The Formula Explained
The continuity equation states that the volume flow rate equals velocity multiplied by cross-sectional area: \(Q = v \cdot A\). For a round pipe the area is \(A = \dfrac{\pi D^2}{4}\). Substituting and solving for diameter gives $$D = \sqrt{\dfrac{4Q}{\pi v}}$$ Larger flow or lower velocity demands a bigger diameter; higher allowable velocity lets you use a smaller, cheaper pipe.
Worked Example
Suppose you need to move \(Q = 0.05\ \text{m}^3/\text{s}\) at a velocity of \(v = 2\ \text{m/s}\). Then \(4Q = 0.2\), and \(\pi v = 6.2832\), so \(\dfrac{4Q}{\pi v} = 0.031831\).
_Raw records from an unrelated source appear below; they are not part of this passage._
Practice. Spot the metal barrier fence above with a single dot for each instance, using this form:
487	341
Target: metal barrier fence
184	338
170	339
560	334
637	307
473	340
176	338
The square root is $$D = \sqrt{0.031831} = 0.17841\ \text{m} \approx 178.4\ \text{mm}.$$ So you would select the next standard pipe size at or above roughly 180 mm.
FAQ
What velocity should I choose? For clean water, 1–3 m/s is common; pump suction lines are kept lower (around 0.6–1.5 m/s) to avoid cavitation.
Is this inner or outer diameter? The formula gives the internal (bore) diameter through which fluid actually flows — always select a pipe whose inner diameter meets or exceeds this value.
How do I convert other flow units? Divide L/s by 1000, or m³/h by 3600, to get m³/s before entering the value.